The system creates 1D Parsons puzzles with help of ChatGPT. The language model is used as database of programming exercises and distractors (incorrect fragments). User is asked to rearrange the fragments to form the correct order and to trash the distractors.
Example:
Public web interface Python programming puzzles.
- DONE: Python puzzles. Reorder fragments to create solution for given exercise. Trash wrong code lines.
- TBD: Historical puzzles. Reorder fragments to form correct time sequence according to puzzle topic. Trash wrong facts.
- TBD: Chain of reasoning. Distinct premises and conclusions. Trash statements that does not follow
LLM output have to be validated. Instructor UI is hosted at /config route and requires API key to perform manipulations that involves AI service. The generated content is validated manualy and with help of tools:
- DONE: Compilation of generated code, running unit tests that were also generated
- TBD: Validate generated links to Wikipedia and compare contents to confirm generated fact
- TBD: Validate symbolic representation of premises and conclusions with help of z3 solver.
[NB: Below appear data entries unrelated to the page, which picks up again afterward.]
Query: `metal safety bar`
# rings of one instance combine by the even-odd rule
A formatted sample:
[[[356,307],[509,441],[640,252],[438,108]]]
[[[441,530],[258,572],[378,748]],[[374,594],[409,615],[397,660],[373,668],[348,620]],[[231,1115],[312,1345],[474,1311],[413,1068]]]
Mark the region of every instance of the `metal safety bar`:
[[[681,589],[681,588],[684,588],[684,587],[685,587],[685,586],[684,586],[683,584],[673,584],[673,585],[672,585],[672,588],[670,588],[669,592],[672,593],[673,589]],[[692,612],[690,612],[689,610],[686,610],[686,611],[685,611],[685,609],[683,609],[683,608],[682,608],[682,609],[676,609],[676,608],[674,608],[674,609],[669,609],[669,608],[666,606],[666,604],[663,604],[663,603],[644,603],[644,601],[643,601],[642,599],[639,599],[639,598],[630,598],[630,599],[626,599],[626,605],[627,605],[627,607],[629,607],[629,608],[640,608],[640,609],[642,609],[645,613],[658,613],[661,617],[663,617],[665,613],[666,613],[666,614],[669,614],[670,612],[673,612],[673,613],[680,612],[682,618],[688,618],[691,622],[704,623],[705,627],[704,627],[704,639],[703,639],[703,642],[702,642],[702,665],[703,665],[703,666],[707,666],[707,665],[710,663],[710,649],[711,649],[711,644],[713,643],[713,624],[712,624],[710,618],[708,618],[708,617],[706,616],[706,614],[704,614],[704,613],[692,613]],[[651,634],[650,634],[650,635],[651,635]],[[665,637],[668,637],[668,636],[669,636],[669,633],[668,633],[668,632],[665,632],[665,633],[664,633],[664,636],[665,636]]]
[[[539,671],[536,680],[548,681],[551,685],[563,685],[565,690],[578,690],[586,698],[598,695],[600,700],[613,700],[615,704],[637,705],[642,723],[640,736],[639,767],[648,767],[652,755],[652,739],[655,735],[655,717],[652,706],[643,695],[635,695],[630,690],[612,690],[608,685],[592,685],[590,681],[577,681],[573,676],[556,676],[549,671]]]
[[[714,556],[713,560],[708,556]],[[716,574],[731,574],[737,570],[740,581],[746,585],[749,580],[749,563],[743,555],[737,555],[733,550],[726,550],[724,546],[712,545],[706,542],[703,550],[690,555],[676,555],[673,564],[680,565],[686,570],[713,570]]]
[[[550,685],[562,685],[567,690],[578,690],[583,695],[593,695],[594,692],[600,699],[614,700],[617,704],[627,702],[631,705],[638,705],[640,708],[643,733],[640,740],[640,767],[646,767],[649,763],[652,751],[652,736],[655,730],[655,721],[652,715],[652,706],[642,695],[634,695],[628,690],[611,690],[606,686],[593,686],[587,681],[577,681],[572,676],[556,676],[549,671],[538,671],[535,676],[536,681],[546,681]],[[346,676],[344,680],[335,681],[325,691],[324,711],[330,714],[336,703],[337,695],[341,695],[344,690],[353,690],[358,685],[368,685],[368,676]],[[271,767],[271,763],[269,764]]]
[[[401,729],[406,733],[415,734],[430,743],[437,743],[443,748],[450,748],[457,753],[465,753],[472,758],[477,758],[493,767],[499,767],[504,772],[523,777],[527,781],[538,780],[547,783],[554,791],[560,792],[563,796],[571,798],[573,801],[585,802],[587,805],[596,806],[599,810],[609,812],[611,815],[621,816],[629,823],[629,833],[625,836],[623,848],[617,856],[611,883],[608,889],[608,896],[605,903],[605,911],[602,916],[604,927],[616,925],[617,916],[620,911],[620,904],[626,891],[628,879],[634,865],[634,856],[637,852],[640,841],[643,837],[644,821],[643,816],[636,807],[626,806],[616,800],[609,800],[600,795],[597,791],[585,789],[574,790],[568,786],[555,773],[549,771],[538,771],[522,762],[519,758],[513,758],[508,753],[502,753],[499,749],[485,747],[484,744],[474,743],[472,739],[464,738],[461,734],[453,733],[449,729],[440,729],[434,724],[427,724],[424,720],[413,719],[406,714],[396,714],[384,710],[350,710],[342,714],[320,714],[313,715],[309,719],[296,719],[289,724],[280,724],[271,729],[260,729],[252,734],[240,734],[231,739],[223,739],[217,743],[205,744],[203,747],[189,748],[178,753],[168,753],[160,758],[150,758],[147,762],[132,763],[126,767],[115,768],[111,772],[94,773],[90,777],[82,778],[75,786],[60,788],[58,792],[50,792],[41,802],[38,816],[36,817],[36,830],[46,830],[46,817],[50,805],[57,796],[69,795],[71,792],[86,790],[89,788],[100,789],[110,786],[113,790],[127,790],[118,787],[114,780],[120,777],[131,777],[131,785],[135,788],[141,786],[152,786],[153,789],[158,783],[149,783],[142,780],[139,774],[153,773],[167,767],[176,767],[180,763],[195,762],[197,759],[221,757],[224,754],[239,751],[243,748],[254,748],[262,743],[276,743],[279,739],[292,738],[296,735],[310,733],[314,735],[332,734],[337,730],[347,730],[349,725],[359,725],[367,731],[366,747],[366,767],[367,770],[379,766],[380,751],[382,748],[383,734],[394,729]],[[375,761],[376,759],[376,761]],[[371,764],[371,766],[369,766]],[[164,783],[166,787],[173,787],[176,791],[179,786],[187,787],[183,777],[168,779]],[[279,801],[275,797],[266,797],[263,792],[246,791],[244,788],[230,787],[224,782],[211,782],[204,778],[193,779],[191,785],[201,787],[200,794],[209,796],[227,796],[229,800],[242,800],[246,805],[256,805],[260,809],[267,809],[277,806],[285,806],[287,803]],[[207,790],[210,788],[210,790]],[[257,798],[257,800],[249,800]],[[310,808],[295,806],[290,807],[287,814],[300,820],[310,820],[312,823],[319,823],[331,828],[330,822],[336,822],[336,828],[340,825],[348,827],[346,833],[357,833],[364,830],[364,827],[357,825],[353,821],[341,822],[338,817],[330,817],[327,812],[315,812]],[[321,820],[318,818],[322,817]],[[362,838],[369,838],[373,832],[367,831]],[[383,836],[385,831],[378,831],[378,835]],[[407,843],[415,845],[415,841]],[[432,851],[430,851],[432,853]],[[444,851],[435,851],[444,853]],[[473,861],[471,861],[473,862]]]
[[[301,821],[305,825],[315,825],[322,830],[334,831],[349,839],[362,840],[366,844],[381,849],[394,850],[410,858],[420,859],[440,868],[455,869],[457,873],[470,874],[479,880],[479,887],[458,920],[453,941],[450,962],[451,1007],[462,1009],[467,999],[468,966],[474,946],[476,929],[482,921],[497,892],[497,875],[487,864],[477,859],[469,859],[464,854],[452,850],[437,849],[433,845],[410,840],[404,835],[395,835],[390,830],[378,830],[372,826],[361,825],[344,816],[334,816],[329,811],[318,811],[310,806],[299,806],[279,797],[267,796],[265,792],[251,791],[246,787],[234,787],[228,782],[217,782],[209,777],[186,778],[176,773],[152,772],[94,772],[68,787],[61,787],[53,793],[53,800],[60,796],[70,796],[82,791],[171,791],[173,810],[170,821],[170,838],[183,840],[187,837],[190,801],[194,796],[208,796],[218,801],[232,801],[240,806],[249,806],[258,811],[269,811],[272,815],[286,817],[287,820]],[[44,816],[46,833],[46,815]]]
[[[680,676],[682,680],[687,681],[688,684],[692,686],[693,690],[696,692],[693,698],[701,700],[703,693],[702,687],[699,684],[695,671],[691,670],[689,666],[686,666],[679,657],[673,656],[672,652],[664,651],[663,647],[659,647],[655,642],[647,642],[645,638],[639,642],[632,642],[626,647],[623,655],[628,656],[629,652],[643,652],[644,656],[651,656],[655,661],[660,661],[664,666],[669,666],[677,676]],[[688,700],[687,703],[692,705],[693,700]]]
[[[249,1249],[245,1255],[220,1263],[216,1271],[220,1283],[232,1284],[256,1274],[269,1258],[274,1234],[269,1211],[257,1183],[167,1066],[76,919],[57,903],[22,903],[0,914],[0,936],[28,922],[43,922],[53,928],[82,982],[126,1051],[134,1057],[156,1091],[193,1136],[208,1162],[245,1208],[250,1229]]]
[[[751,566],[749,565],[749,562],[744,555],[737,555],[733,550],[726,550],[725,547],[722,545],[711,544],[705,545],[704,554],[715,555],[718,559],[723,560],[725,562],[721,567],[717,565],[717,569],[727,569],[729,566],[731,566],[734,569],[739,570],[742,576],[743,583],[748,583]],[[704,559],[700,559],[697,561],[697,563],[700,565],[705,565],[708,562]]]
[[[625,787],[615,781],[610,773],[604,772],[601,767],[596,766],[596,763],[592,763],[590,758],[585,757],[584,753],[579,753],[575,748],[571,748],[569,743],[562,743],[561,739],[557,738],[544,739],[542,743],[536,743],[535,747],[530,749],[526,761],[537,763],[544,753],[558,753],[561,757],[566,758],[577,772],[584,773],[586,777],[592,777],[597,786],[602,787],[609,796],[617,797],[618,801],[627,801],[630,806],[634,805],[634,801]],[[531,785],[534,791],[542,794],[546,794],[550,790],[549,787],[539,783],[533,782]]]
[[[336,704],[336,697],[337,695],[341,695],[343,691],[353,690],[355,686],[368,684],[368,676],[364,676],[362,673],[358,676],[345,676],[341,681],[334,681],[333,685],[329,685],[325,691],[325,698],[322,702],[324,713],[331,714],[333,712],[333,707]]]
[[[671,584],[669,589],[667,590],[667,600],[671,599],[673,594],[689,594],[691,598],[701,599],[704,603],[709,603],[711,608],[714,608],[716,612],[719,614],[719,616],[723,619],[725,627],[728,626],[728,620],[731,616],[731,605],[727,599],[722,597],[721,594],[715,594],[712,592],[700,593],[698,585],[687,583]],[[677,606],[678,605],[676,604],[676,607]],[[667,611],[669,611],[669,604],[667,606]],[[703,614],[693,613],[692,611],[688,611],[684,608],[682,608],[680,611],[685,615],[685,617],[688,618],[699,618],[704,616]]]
Validated and approved exercises example:
- Compute statistics of LLM model performance on task of generating the exercises (generaton of errors, complexity of the code, duplication). Currently removing of duplicates is implemented with "avoid" part of prompt.
- Register move event of fragments rearrangement in DB for analysis of behavior.
- Frontend: static website (hosted in Azure blob)
- Backend: Azure functions (python)
- CosmosDB NoSQL
- AI: Azure ML Prompt Flow, deployed as App Service.
Generation of one exercise with OpenAI API requires from 10 to 40 seconds. Therefore, it happens asynchronously and is initiated by instructor. Another reason for this decision is the cost of calling ChatGPT endpoint.